VNUNet : Quelles sociétés ont déjà adopté votre technologie ? Et quels sont vos atouts, face à la concurrence d’autres géants comme Microsoft ?Hervé Utheza : Plusieurs câblo-opérateurs commercialisent déjà des offres de télévision interactive avec Liberate, aux Etats-Unis et en Grande-Bretagne. En Amérique, la société Comcast propose un service opérationnel à Philadelphie. Des accords ont été signés avec les deux câblo-opérateurs canadiens Rogers et Shaw. La Grande-Bretagne est un pays où nous avons commencé à nous implanter. Le câblo-opérateur Cable & Wireless loue à ses abonnés des boîtiers équipés de Liberate pour environ 110 francs par mois, accès Internet compris. Son concurrent Telewest propose aussi l’Internet en plus de ses 60 chaînes télévisées, pour 130 francs par mois. Nous sommes en phase de démarrage en Europe.
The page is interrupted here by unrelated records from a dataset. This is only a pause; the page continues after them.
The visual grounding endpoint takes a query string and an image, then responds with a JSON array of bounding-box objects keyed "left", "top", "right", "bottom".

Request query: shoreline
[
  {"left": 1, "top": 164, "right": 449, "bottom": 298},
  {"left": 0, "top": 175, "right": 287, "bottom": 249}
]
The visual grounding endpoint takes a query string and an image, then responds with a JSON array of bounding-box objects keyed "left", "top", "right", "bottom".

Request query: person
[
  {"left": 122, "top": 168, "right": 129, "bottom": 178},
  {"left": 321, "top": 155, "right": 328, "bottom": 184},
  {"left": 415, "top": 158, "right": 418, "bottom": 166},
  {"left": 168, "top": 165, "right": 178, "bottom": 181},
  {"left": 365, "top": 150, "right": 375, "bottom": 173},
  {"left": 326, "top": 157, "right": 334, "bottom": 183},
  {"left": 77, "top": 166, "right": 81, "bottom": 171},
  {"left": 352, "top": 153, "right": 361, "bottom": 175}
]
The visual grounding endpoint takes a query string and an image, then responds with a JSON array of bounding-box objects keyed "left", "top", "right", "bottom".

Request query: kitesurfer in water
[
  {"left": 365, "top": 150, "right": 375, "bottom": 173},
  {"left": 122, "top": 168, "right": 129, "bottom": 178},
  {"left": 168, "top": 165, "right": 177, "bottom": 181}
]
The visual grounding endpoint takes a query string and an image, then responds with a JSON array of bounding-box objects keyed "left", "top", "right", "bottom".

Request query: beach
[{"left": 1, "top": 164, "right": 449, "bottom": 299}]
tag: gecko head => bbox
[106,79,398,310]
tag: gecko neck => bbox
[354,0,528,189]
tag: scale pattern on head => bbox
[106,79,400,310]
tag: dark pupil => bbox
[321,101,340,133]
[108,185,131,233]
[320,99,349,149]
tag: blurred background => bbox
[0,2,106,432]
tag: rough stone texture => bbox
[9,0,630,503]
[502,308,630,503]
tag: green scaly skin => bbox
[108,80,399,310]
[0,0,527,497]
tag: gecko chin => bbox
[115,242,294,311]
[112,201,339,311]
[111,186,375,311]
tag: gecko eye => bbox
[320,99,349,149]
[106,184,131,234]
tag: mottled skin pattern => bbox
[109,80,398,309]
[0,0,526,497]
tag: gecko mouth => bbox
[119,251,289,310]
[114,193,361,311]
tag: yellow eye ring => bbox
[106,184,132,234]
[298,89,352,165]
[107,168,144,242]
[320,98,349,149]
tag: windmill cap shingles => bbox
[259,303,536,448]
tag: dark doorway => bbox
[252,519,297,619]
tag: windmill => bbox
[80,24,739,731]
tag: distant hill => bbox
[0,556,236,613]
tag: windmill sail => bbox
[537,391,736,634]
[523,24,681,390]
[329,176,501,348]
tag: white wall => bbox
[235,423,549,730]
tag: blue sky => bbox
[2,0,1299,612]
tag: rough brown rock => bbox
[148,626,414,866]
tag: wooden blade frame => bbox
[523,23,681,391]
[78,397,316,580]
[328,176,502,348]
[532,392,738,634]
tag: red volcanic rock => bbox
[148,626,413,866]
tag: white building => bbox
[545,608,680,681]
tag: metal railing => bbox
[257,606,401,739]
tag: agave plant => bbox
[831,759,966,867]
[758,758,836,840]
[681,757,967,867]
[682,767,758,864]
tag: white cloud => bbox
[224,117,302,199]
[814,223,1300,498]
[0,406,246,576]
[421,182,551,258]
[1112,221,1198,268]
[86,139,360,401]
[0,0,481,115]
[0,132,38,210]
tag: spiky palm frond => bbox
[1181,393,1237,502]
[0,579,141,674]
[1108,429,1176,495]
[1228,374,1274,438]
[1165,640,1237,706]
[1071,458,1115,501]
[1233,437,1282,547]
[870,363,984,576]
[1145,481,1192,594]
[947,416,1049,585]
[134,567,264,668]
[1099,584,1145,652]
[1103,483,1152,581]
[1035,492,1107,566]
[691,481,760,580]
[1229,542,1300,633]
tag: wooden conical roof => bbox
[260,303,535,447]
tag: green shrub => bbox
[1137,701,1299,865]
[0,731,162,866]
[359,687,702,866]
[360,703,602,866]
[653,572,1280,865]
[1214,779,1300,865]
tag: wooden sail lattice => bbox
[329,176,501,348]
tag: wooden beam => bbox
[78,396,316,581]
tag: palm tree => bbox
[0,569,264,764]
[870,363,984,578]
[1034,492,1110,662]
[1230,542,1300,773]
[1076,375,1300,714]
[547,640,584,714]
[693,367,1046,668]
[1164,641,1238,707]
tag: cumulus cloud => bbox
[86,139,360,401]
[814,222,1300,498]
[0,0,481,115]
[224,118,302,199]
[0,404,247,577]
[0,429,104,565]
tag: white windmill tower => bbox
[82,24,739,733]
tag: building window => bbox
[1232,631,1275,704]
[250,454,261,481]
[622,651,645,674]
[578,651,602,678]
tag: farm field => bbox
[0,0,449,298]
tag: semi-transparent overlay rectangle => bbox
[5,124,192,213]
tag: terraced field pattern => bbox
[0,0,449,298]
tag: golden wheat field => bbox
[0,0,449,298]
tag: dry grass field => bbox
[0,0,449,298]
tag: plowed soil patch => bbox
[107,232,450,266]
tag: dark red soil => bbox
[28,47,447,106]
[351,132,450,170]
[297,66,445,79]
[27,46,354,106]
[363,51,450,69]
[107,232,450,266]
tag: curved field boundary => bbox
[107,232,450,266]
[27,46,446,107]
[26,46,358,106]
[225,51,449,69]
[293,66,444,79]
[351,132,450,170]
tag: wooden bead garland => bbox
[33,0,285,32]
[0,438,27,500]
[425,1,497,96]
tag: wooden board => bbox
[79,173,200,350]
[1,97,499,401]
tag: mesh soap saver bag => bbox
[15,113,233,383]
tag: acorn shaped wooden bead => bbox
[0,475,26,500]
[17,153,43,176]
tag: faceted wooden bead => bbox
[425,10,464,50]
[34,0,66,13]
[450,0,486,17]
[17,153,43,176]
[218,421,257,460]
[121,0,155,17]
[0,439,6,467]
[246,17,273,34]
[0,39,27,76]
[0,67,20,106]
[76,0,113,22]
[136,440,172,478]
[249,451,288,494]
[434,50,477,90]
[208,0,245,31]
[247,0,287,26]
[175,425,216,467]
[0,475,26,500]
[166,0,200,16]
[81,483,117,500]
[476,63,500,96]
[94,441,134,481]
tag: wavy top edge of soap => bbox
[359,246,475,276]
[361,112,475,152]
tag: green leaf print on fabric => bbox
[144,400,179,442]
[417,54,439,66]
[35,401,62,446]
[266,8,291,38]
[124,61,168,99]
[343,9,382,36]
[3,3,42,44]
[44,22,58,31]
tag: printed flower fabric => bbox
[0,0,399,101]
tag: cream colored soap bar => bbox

Mais Cable & Wireless représente déjà à lui seul 140 000 foyers connectés depuis octobre 1999.

Il faut signaler qu’un accord important a été signé avec AOL, après plusieurs années de travail, pour son service de télévision interactive AOLTV. Son lancement vient de démarrer aux Etats-Unis (voir édition du 19 juin 2000) et il est encore trop tôt pour tirer des conclusions. Si AOL nous a choisi, c’est probablement parce que nous avons adopté un standard de contenu ouvert et non propriétaire. La technologie Liberate permet d’exploiter tout de suite les contenus multimédia ou les services existants en Javascript et en HTML. Ensuite, AOL ne pouvait évidemment pas se tourner vers son concurrent Microsoft. Et contrairement à nos concurrents OpenTV ou Canal Plus Technologies, les développeurs sont libres de fournir des applications pour Liberate en quelques mois seulement, en utilisant n’importe quel outil standard comme Director de Macromedia.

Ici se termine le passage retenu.